Our Week Long Great Britain Road Trip

It may have been my craziest idea yet: camping for 8 days in the wilderness of Scotland and England. We wanted to have the freedom to go to some of the most remote places on the island without having to make reservations days in advance, and we’d already be renting a car so it made sense. There’s this appeal about camping that’s kind of romantic to me, you get to haul around your home in your car and bring all your own food and alcohol and try to survive out there as a team.

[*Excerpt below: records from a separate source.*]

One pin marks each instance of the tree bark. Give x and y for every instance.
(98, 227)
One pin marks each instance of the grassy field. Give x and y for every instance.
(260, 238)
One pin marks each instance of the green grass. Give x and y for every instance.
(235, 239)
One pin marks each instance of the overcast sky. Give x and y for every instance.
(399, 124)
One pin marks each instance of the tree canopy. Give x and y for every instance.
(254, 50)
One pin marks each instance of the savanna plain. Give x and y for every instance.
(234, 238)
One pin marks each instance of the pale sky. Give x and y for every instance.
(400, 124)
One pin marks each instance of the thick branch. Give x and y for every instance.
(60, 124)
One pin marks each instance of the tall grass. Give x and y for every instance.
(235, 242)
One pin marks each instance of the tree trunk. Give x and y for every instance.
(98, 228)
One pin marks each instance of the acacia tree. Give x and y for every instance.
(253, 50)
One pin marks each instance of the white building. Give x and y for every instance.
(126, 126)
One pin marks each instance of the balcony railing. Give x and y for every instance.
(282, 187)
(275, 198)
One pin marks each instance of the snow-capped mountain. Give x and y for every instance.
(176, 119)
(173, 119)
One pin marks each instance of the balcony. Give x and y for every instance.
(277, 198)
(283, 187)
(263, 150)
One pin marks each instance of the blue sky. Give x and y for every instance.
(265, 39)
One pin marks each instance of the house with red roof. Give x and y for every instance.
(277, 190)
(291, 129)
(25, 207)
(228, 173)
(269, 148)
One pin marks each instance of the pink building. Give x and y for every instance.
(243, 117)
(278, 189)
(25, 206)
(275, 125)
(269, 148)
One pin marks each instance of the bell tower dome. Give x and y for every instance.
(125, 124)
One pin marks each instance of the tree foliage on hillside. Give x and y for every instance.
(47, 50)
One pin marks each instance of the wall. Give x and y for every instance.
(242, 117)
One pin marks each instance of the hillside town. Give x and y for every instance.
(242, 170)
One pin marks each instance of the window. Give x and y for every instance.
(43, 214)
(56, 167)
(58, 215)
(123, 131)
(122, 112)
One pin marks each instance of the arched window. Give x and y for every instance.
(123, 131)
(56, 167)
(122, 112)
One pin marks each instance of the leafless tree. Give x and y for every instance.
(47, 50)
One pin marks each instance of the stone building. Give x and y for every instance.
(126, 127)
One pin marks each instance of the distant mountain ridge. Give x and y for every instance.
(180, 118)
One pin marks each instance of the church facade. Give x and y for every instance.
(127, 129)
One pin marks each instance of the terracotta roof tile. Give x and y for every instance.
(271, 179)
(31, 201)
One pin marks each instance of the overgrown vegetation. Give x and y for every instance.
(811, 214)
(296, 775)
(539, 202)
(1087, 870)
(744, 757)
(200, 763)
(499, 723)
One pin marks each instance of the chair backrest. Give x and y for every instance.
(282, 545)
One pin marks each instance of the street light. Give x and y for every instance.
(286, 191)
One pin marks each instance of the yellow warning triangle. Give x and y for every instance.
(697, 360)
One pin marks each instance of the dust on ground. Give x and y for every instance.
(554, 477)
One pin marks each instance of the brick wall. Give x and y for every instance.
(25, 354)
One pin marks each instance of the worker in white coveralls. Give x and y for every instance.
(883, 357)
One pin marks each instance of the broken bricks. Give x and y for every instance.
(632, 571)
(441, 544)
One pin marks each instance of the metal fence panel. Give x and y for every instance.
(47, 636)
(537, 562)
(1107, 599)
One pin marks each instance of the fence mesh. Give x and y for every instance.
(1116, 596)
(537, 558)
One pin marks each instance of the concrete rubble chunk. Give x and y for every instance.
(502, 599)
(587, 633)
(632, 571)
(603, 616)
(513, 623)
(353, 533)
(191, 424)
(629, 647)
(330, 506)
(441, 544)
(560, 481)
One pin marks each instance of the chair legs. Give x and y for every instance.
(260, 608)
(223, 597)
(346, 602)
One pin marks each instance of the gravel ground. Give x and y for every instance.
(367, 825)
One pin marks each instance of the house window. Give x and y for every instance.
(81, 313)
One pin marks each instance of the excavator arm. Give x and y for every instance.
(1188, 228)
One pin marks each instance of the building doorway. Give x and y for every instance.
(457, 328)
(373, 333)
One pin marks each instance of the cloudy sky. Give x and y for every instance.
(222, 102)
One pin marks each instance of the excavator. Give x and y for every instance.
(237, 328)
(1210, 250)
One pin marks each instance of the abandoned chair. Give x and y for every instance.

So, we picked up our car in Edinburgh and headed to an Asda, which Walmart bought and has kind of Walmart-ified. We were able to get some cheap pillows and a king-sized duvet for extra padding or warmth, as well as food and wine. We had already picked up our cheap tent and two sleeping bags from an Amazon locker the day before and were ready to roll.

Day 1:

We drove north to Craigievar Castle, then west to Loch Ness. It was a great start to our trip. The weather was sunny and beautiful, the landscape changed to large rolling hills and forests, and we were able to see one of those castles I’d had my eye on since it caught my attention on Pinterest a year or so before. We walked around the forest paths, which included a circular area 30 minutes or so into the woods that had been cleared except for a tree in the middle, the stone circular wall that had enclosed it was covered in moss and caving in. It felt like something had happened there, and we both had creepy feelings about it. We walked through the circular area into taller and darker woods, with lots of little huts that had been assembled next to fallen down tree trunks—some of them looked like they’d been there for quite some time. It was pretty terrifying because of course my mind just started running wild with what or who could be out there.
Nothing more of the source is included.